Using Boyle's Law in calculations, we typically work with the equation $PV=k$, where $P$ stands for pressure, $V$ denotes volume, and $k$ is a constant value specific to the amount of gas. If we have two sets of pressure and volume conditions - $P_1$ and $V_1$, and $P_2$ and $V_2$ - they can be related as $P_1{V}_1=P_2{V}_2$.

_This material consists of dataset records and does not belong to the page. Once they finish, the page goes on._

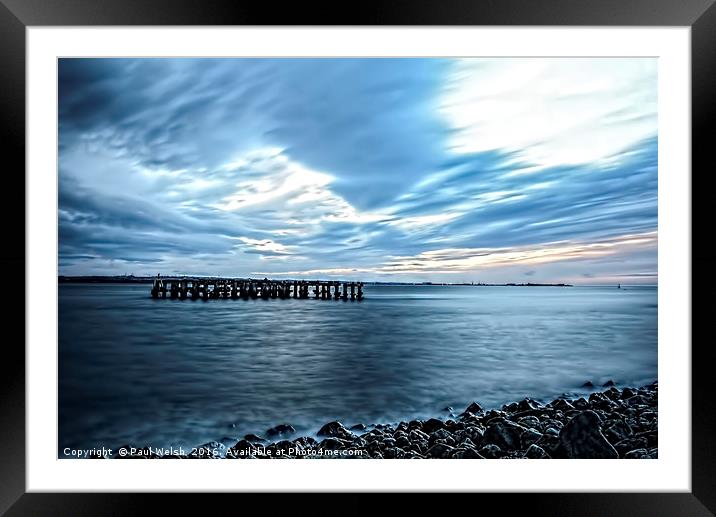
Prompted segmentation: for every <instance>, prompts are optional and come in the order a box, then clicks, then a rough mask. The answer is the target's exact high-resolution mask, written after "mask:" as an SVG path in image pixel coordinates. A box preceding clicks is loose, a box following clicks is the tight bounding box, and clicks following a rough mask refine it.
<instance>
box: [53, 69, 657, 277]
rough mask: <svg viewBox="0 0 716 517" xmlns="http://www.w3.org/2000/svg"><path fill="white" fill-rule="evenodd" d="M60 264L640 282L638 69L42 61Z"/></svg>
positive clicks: (652, 173) (120, 269)
mask: <svg viewBox="0 0 716 517" xmlns="http://www.w3.org/2000/svg"><path fill="white" fill-rule="evenodd" d="M58 88H59V201H58V224H59V274H61V275H124V274H134V275H137V276H139V275H156V274H157V273H161V274H162V275H167V276H168V275H221V276H233V277H247V276H252V277H261V278H263V277H265V276H268V277H270V278H271V277H273V278H322V279H347V280H362V281H404V282H426V281H430V282H485V283H504V282H534V283H537V282H566V283H572V284H616V283H622V284H656V282H657V61H656V59H653V58H470V59H442V58H440V59H436V58H427V59H417V58H398V59H376V58H370V59H343V58H337V59H295V58H291V59H233V58H230V59H224V58H222V59H206V58H203V59H163V58H162V59H60V61H59V78H58Z"/></svg>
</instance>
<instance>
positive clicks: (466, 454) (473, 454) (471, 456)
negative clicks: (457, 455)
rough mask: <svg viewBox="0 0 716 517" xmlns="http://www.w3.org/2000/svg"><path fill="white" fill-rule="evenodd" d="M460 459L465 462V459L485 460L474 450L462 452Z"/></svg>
mask: <svg viewBox="0 0 716 517" xmlns="http://www.w3.org/2000/svg"><path fill="white" fill-rule="evenodd" d="M460 458H462V459H465V460H467V459H474V460H484V459H485V457H484V456H482V455H481V454H480V453H479V452H477V451H476V450H475V449H465V450H464V451H462V454H461V455H460Z"/></svg>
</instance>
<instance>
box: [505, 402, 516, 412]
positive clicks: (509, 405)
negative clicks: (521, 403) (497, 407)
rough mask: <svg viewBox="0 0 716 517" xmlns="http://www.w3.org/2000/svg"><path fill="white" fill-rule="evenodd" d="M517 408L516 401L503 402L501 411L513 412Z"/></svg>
mask: <svg viewBox="0 0 716 517" xmlns="http://www.w3.org/2000/svg"><path fill="white" fill-rule="evenodd" d="M518 409H519V406H518V404H517V402H512V403H511V404H505V405H504V406H502V411H505V412H507V413H514V412H515V411H517V410H518Z"/></svg>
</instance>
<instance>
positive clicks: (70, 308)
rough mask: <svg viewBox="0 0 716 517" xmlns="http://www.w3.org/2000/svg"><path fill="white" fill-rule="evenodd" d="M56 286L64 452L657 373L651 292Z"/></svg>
mask: <svg viewBox="0 0 716 517" xmlns="http://www.w3.org/2000/svg"><path fill="white" fill-rule="evenodd" d="M149 290H150V286H149V285H61V286H60V291H59V293H60V295H59V296H60V300H59V389H60V391H59V419H60V422H59V446H60V447H59V448H60V450H62V448H64V447H86V448H89V447H100V446H105V447H111V448H117V447H119V446H121V445H125V444H127V443H129V444H133V445H135V444H136V445H151V446H156V447H162V446H170V445H174V446H184V447H191V446H196V445H200V444H202V443H205V442H208V441H211V440H221V439H224V438H226V439H236V438H239V437H241V436H243V435H245V434H247V433H250V432H254V433H258V434H262V433H264V432H265V430H266V429H267V428H268V427H271V426H274V425H276V424H279V423H284V422H286V423H290V424H292V425H293V426H294V427H296V428H297V429H298V430H299V432H303V433H305V434H312V433H315V432H316V431H317V429H318V428H319V426H320V425H321V424H323V423H325V422H328V421H330V420H334V419H339V420H341V421H343V422H344V423H345V424H349V425H352V424H354V423H357V422H363V423H367V424H368V423H375V422H381V421H398V420H401V419H406V418H411V417H415V416H423V417H426V416H435V415H440V414H441V410H442V408H444V407H445V406H447V405H450V406H453V407H455V409H456V410H462V409H464V407H466V406H467V405H468V404H469V403H470V402H472V401H473V400H476V401H478V402H480V403H481V404H482V405H483V406H497V405H501V404H502V403H504V402H507V401H512V400H518V399H520V398H522V397H525V396H530V397H533V398H537V399H543V400H545V401H548V400H551V399H552V398H554V397H555V396H557V395H560V394H561V393H563V392H575V391H578V390H579V387H580V386H581V385H582V384H583V383H584V382H585V381H586V380H591V381H592V382H594V383H595V384H596V383H602V382H604V381H606V380H608V379H614V380H615V381H616V382H617V383H620V384H643V383H647V382H651V381H653V380H655V379H656V377H657V290H656V288H649V287H640V288H636V287H630V288H627V289H625V290H624V289H623V290H618V289H616V288H614V287H609V288H600V287H573V288H550V287H532V288H527V287H438V286H430V287H413V286H406V287H371V286H369V287H367V288H366V289H365V294H366V300H365V301H363V302H362V303H357V302H353V303H351V302H350V301H349V302H343V301H322V300H312V299H311V300H293V299H291V300H278V299H276V300H268V301H264V300H260V299H259V300H248V301H244V300H212V301H209V302H206V303H204V302H202V301H191V300H186V301H179V300H156V301H155V300H152V299H151V298H150V297H149Z"/></svg>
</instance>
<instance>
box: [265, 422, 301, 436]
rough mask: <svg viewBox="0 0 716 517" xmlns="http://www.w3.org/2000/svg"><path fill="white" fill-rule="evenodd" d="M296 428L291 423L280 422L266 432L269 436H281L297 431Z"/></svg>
mask: <svg viewBox="0 0 716 517" xmlns="http://www.w3.org/2000/svg"><path fill="white" fill-rule="evenodd" d="M295 432H296V429H294V427H293V426H292V425H290V424H279V425H277V426H276V427H272V428H271V429H269V430H268V431H266V434H267V435H269V436H280V435H283V434H292V433H295Z"/></svg>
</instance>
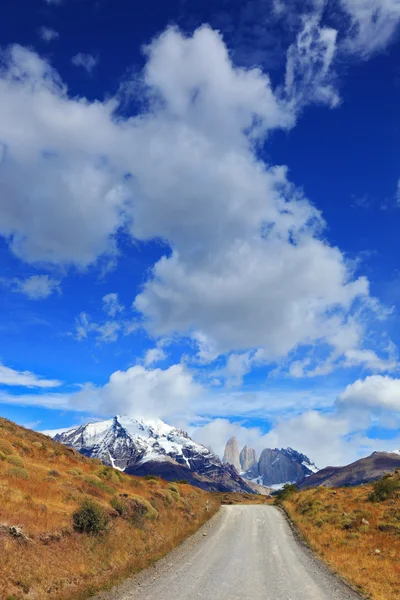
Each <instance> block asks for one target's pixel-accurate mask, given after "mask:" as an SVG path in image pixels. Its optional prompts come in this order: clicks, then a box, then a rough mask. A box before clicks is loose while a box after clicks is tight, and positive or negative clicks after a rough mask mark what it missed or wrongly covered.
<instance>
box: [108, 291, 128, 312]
mask: <svg viewBox="0 0 400 600" xmlns="http://www.w3.org/2000/svg"><path fill="white" fill-rule="evenodd" d="M103 310H104V311H105V312H106V313H107V314H108V315H109V316H110V317H115V316H116V315H117V314H118V313H121V312H124V310H125V307H124V306H123V305H122V304H120V303H119V299H118V294H116V293H111V294H106V295H105V296H103Z"/></svg>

To put this into practice, suppose a gas displays a pressure of 752 torr in a 4.38 L container. If the pressure is increased to 1.88 atm, while maintaining the same temperature, we can find the new volume $V_2$. However, consistency in units is crucial in calculations. In this case, we must convert 752 torr to atm before applying the formula. Once this is completed, $V_2$ is found using simple algebra. Through such exercises, the inverse relationship of pressure and volume in Boyle's Law becomes apparent.

Charles's Law

Expanding our understanding of gas behaviors, Charles's Law provides insight into how gas volume is affected by temperature changes, maintaining constant pressure. Charles's Law states the volume of a given amount of gas is directly proportional to its absolute temperature, which must be measured in Kelvin.

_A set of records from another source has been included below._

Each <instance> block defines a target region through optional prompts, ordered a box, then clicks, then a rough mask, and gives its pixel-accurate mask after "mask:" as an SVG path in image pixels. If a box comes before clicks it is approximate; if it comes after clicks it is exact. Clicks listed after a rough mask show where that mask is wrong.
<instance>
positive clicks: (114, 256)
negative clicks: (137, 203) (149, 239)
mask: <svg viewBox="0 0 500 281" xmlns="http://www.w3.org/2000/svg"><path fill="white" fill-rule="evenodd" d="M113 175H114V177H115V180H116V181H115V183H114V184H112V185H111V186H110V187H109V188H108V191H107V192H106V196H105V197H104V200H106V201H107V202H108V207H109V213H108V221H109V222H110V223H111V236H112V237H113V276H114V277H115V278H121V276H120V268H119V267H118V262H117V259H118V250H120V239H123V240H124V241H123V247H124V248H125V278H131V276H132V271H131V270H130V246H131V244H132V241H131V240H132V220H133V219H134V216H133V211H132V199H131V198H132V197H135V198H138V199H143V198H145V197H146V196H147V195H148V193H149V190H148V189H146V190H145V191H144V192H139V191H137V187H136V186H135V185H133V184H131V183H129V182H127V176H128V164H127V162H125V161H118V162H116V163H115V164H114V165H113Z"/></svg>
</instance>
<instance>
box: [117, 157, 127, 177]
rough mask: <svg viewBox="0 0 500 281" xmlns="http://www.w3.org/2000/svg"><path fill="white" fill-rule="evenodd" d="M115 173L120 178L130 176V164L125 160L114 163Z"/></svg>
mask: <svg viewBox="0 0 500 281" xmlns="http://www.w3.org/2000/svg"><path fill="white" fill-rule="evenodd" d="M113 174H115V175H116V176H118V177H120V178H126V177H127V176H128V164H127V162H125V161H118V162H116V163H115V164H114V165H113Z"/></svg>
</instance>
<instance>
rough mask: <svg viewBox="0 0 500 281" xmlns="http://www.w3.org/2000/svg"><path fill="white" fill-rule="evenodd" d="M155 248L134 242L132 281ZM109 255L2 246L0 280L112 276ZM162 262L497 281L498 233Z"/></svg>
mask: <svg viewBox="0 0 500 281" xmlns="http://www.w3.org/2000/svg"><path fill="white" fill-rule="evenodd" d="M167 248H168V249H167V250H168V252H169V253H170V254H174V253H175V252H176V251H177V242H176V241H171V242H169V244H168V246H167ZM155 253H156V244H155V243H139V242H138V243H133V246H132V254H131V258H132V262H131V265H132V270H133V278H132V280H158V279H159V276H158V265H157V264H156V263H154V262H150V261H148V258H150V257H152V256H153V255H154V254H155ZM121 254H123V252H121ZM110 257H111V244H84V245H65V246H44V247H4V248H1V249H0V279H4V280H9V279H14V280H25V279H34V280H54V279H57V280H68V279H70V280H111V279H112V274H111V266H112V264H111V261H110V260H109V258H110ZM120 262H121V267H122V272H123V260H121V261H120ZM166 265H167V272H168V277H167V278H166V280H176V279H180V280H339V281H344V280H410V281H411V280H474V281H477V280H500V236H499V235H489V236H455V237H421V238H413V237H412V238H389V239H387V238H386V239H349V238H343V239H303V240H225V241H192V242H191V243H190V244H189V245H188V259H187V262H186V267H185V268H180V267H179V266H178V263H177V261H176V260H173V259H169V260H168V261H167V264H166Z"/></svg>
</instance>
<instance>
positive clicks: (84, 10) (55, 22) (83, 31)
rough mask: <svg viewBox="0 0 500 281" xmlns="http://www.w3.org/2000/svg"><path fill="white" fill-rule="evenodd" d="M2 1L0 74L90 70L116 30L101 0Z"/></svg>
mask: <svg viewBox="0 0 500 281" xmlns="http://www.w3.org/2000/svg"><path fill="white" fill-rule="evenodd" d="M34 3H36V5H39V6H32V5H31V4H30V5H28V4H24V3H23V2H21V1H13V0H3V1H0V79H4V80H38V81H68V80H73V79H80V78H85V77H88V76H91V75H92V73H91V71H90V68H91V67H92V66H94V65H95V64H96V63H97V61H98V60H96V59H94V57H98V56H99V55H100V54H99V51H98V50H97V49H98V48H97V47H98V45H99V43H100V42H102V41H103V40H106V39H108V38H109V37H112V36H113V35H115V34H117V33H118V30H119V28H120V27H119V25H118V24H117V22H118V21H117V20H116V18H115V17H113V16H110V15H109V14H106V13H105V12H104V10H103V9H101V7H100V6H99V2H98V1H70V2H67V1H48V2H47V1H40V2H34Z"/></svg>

Application of Charles's Law

When using Charles's Law in calculations, the formula $\frac{V}{T}=k$, represents the direct relationship between volume $V$ and absolute temperature $T$, with $k$ being a constant. If the temperature of a gas initially at 294.15 K is increased to 448.15 K, while the pressure remains constant, we can solve for the new volume $V_2$ using this law. The calculation requires an understanding of how to convert Celsius to Kelvin and the ability to rearrange the equation for the desired variable. By employing Charles's Law, we observe how an increase in temperature (while keeping pressure static) leads to a proportional increase in gas volume.

Gas Law Calculations

In chemistry, the mastery of gas law calculations is essential to explain and predict the behavior of gases under various conditions. Gas laws like Boyle's Law and Charles's Law form the basis of these calculations, but understanding them in isolation is not enough. A comprehensive approach often involves combining these laws to solve for various variables such as pressure, volume, and temperature in different scenarios. For instance, when carrying out calculations, it is vital to ensure consistency in units to achieve accurate results.

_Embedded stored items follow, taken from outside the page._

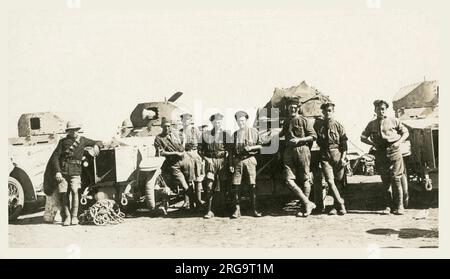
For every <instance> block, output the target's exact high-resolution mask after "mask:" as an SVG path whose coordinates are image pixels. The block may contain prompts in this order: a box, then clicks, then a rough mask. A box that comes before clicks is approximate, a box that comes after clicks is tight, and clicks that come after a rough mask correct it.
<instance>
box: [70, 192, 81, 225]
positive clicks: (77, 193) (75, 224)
mask: <svg viewBox="0 0 450 279" xmlns="http://www.w3.org/2000/svg"><path fill="white" fill-rule="evenodd" d="M78 203H79V200H78V193H72V209H71V212H70V213H71V218H72V219H71V222H70V224H72V225H78Z"/></svg>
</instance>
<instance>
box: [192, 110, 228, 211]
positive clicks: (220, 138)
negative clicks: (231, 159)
mask: <svg viewBox="0 0 450 279" xmlns="http://www.w3.org/2000/svg"><path fill="white" fill-rule="evenodd" d="M222 119H223V115H222V114H220V113H216V114H214V115H211V117H210V118H209V120H210V121H211V122H212V123H213V126H214V125H216V126H215V127H214V128H213V129H212V130H211V131H205V132H203V133H202V138H201V143H200V144H199V153H200V155H201V156H202V157H203V160H204V161H205V174H206V176H205V177H206V183H207V189H206V190H207V199H208V201H207V202H208V212H207V213H206V215H205V216H203V217H204V218H205V219H210V218H213V217H214V213H213V211H212V202H213V199H214V196H216V192H219V191H220V190H221V187H222V185H223V184H225V183H224V182H225V180H226V178H227V174H228V170H227V161H226V159H227V157H228V155H229V150H230V143H231V137H230V135H229V134H228V133H227V132H226V131H224V130H222V128H217V129H216V127H219V126H217V123H218V122H217V121H219V120H222Z"/></svg>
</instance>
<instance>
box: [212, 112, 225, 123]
mask: <svg viewBox="0 0 450 279" xmlns="http://www.w3.org/2000/svg"><path fill="white" fill-rule="evenodd" d="M222 119H223V114H221V113H215V114H213V115H211V116H210V117H209V121H211V122H213V121H214V120H222Z"/></svg>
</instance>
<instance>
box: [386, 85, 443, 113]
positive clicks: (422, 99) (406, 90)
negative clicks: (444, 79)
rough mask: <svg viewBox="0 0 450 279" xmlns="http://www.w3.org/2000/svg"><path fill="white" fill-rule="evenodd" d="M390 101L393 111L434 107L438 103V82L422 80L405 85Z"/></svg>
mask: <svg viewBox="0 0 450 279" xmlns="http://www.w3.org/2000/svg"><path fill="white" fill-rule="evenodd" d="M392 103H393V105H394V110H395V111H398V110H405V109H417V108H433V107H436V106H437V105H438V103H439V84H438V82H437V81H423V82H420V83H416V84H413V85H408V86H405V87H403V88H401V89H400V90H399V92H398V93H397V94H396V95H395V97H394V99H393V101H392Z"/></svg>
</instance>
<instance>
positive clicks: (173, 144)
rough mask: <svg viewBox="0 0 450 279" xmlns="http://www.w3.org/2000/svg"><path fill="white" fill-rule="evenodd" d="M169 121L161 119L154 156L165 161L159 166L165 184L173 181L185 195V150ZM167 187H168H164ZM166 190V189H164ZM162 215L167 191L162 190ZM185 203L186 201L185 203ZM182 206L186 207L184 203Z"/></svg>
mask: <svg viewBox="0 0 450 279" xmlns="http://www.w3.org/2000/svg"><path fill="white" fill-rule="evenodd" d="M171 125H172V123H171V121H169V120H167V119H166V118H165V117H163V118H162V119H161V127H162V132H161V133H160V134H159V135H157V136H156V137H155V142H154V145H155V152H156V154H155V156H157V157H159V156H164V157H165V160H164V162H163V164H162V166H161V175H162V176H163V178H165V179H164V180H165V181H166V182H169V181H175V183H176V184H178V185H180V186H181V187H182V188H183V189H184V191H185V193H186V192H187V190H188V188H189V187H188V184H187V182H186V178H185V176H184V174H183V171H182V167H183V164H184V163H183V161H184V159H185V149H184V146H183V142H182V136H181V134H180V132H179V131H178V130H174V129H172V128H171ZM166 186H168V185H166ZM166 188H167V187H166ZM163 190H164V191H163V207H162V210H163V213H164V215H166V214H167V209H168V206H169V205H168V194H170V190H169V189H163ZM185 202H187V201H185ZM183 206H186V207H187V204H186V203H185V204H184V205H183Z"/></svg>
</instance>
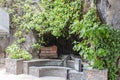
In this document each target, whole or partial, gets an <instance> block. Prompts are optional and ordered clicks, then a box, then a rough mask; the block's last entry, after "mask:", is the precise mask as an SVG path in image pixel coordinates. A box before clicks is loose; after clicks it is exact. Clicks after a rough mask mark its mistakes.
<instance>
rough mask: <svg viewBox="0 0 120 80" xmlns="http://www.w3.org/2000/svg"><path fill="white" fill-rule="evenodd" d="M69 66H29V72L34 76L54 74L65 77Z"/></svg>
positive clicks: (66, 77) (55, 75) (66, 76)
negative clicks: (35, 66)
mask: <svg viewBox="0 0 120 80" xmlns="http://www.w3.org/2000/svg"><path fill="white" fill-rule="evenodd" d="M70 69H71V68H67V67H60V66H43V67H35V66H32V67H29V74H30V75H33V76H36V77H44V76H55V77H63V78H65V79H67V75H68V70H70Z"/></svg>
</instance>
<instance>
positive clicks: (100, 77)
mask: <svg viewBox="0 0 120 80" xmlns="http://www.w3.org/2000/svg"><path fill="white" fill-rule="evenodd" d="M81 64H82V63H81V60H80V59H76V60H75V61H71V60H68V61H66V63H65V61H62V60H58V59H37V60H30V61H23V60H21V59H6V72H9V73H12V74H22V73H25V74H31V75H33V76H37V77H43V76H56V77H64V78H66V80H67V79H68V80H107V79H108V77H107V73H108V71H107V70H94V69H86V68H85V69H83V71H82V70H81V69H82V67H81Z"/></svg>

To carry out effective gas law calculations:

• Identify the law applicable to the situation (Boyle's for constant temperature or Charles's for constant pressure).
• Ensure all measurements are in the correct units, such as Kelvin for temperature and atmospheres for pressure.
• Rearrange the formulas to solve for the unknown variable.
• Understand the relationships between the variables (direct or inverse proportionality).

By following such organized steps, students can approach complex problems systematically and obtain reliable outcomes.